Washington

Personal information
- Full name: Washington Roberto Mariano da Silva
- Date of birth: 19 June 1985 (age 40)
- Place of birth: Cataguases, Brazil
- Height: 2.02 m (6 ft 8 in)
- Position: Centre forward

Senior career*
- Years: Team / Apps / (Gls)
- 2005–2007: Metropolitano / – / (–)
- 2006: → Cruzeiro (RS) (loan) / – / (–)
- 2007: → Videira (loan) / – / (–)
- 2007–2008: Universal / – / (–)
- 2008: → Igaci (loan) / – / (–)
- 2008–2009: Makedonija GP / 15 / (9)
- 2009–2011: Partizan / 18 / (4)
- 2010–2011: → Borac Čačak (loan) / 12 / (2)
- 2015: Nacional (MG) / – / (–)

= Washington (footballer, born 1985) =

Brazilian footballer

Washington Roberto Mariano da Silva (born 19 June 1985) is a Brazilian footballer.

==Club career==

===Brazil===
Washington started his professional career with Atlético Metropolitano, signed a 5-year contract in May 2005. In March 2006 he was loaned to Cruzeiro de Porto Alegre until the end of 2006 Campeonato Gaúcho Second Division. After played for Metropolitano in 2007 Campeonato Catarinense, he was loaned to Videira in May until the end of 2007 Campeonato Catarinense Divisão Especial. In September he was sold to Universal, finished as the runner-up of 2007 Campeonato Alagoano Second Division. He was loaned to the second division winner Igaci until the end of 2008 Campeonato Alagoano First Division. He scored a brace before he was released by Igaci in the mid-season.

===Partizan===
He left for Republic of Macedonia team Makedonija Gjorče Petrov in July 2008. He scored 9 goals in half-season.

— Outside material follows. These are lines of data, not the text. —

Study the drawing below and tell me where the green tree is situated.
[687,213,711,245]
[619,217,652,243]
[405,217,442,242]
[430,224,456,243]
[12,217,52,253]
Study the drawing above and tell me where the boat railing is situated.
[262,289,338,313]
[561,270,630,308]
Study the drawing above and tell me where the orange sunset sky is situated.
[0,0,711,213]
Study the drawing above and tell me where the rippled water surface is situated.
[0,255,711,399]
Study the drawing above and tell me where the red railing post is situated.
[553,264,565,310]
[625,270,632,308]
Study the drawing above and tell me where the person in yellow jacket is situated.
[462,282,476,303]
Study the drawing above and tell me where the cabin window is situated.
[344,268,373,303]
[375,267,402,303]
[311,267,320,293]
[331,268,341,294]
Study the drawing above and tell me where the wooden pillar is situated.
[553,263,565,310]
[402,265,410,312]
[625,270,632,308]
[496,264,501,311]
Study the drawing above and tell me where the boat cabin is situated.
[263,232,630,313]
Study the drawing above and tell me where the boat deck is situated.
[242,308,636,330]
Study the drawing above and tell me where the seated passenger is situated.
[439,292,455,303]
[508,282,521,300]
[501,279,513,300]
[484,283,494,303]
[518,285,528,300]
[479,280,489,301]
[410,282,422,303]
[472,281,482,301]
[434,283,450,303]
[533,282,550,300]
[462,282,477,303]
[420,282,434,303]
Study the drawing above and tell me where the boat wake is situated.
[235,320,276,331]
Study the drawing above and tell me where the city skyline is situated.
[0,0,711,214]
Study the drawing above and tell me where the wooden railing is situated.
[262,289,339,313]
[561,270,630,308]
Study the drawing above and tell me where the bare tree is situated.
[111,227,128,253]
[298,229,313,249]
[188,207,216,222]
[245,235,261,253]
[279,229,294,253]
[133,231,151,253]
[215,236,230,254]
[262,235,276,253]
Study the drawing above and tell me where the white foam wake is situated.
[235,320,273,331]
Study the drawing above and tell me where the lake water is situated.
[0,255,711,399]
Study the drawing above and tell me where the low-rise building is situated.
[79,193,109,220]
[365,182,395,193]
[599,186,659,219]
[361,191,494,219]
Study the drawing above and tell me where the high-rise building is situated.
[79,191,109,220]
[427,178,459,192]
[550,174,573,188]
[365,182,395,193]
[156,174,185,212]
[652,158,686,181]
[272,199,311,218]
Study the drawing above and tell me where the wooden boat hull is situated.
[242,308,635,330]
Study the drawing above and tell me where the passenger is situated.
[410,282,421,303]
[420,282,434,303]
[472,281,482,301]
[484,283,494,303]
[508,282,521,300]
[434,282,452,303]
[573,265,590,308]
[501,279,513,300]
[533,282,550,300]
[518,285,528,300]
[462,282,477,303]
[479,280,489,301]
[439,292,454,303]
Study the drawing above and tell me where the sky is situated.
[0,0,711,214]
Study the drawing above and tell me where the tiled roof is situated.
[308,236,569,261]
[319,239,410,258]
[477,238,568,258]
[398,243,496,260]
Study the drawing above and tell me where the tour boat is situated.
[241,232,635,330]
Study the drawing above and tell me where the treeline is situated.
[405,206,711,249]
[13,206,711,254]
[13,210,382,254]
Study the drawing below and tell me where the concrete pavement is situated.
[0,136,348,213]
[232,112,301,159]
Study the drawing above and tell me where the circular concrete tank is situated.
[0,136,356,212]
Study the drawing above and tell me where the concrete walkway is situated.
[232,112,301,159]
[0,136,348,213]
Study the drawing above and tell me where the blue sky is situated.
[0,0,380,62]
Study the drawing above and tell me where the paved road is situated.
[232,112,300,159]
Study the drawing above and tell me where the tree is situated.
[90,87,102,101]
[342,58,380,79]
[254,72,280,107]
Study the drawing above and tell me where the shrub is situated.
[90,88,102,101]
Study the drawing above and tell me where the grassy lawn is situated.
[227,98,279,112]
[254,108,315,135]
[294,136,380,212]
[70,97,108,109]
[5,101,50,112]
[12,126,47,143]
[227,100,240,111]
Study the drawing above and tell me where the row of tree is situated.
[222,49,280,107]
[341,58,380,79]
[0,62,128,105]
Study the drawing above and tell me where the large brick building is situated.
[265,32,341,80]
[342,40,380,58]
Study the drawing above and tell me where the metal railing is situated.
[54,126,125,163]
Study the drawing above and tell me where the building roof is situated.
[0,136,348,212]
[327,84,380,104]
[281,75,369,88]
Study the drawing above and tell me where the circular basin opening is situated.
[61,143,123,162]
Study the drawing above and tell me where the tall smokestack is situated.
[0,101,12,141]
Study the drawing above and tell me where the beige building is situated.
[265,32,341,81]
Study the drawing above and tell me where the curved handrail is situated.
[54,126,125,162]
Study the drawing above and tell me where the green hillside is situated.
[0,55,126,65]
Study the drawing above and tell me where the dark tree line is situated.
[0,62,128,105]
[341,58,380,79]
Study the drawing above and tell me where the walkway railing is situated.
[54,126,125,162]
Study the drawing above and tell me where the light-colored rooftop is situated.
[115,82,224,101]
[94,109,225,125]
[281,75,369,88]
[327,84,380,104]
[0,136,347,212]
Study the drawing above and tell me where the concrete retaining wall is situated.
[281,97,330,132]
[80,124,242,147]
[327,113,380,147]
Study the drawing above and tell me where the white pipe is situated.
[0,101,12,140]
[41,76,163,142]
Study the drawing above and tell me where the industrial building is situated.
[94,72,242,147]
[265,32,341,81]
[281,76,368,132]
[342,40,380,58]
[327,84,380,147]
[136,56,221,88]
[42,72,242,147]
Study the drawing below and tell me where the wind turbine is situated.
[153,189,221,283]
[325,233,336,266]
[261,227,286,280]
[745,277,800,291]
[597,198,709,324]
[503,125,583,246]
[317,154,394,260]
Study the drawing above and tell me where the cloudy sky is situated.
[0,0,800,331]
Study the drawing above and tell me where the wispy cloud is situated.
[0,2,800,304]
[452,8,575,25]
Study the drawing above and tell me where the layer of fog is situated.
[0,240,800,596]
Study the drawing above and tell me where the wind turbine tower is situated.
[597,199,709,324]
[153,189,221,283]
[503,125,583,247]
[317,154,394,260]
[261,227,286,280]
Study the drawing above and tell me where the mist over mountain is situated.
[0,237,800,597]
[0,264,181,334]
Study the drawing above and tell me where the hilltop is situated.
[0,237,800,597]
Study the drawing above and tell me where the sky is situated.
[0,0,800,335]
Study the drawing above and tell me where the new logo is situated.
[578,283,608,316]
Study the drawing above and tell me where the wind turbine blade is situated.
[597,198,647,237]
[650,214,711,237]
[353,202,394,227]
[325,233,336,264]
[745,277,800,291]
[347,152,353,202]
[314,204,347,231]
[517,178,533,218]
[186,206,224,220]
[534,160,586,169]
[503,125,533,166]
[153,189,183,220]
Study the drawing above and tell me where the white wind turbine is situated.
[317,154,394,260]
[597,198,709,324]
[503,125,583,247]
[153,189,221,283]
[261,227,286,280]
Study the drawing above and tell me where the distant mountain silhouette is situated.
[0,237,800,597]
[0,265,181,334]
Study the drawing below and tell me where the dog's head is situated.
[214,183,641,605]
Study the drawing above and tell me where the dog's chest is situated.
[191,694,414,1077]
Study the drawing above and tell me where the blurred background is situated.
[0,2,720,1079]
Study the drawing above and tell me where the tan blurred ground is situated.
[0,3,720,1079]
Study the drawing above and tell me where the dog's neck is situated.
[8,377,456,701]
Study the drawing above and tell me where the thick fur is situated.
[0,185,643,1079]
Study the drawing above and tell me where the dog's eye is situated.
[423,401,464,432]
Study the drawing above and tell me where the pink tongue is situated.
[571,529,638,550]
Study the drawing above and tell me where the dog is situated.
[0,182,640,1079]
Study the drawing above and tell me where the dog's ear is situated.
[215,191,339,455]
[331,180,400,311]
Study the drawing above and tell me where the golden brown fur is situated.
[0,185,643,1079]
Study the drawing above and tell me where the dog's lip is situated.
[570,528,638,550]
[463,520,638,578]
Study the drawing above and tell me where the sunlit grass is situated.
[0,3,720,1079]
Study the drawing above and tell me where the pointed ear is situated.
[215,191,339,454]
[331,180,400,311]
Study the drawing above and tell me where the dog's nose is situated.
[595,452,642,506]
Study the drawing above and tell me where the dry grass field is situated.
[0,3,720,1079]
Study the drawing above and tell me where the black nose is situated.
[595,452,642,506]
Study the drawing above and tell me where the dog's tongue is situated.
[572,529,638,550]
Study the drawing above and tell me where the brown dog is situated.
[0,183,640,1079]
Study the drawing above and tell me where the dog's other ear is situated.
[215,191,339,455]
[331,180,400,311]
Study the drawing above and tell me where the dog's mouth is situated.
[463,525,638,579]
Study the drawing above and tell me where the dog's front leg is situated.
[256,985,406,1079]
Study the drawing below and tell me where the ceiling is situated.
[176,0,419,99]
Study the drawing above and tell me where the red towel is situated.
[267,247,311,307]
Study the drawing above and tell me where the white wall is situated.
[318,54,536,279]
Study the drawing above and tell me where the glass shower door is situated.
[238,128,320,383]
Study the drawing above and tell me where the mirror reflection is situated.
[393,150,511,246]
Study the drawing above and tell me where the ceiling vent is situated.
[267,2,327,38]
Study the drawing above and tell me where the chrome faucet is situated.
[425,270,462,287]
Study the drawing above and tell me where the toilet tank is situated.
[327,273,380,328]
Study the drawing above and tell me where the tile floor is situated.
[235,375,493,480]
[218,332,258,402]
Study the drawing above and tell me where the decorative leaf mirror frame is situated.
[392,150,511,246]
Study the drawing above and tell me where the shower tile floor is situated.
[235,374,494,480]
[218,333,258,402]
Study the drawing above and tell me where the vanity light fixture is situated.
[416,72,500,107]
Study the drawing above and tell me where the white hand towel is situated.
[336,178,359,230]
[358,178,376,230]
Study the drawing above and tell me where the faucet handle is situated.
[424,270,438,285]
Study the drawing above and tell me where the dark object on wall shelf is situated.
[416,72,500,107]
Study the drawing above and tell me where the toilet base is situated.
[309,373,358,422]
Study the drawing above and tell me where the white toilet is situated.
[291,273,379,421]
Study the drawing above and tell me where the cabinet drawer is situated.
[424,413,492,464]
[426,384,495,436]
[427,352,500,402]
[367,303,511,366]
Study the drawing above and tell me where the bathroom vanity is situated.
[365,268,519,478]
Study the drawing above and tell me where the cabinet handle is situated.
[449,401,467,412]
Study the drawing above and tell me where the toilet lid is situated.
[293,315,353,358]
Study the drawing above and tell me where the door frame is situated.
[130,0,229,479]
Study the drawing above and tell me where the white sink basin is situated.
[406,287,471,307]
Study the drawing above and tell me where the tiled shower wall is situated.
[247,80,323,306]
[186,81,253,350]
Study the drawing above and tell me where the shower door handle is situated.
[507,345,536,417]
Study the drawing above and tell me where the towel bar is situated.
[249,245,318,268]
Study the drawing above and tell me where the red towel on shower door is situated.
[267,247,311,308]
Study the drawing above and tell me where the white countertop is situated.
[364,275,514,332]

On 10 January 2009, Washington was presented as a new signing of Partizan. He made his debut for Partizan against Red Star on 28 February 2009 in the Serbian SuperLiga, the game ended 1–1. He scored his first competitive goal on 15 April 2009 in a Serbian Cup match against FK Hajduk Beograd. His first two goals for Partizan in SuperLiga came on 26 April 2009 against OFK Beograd in a 4–1 home win.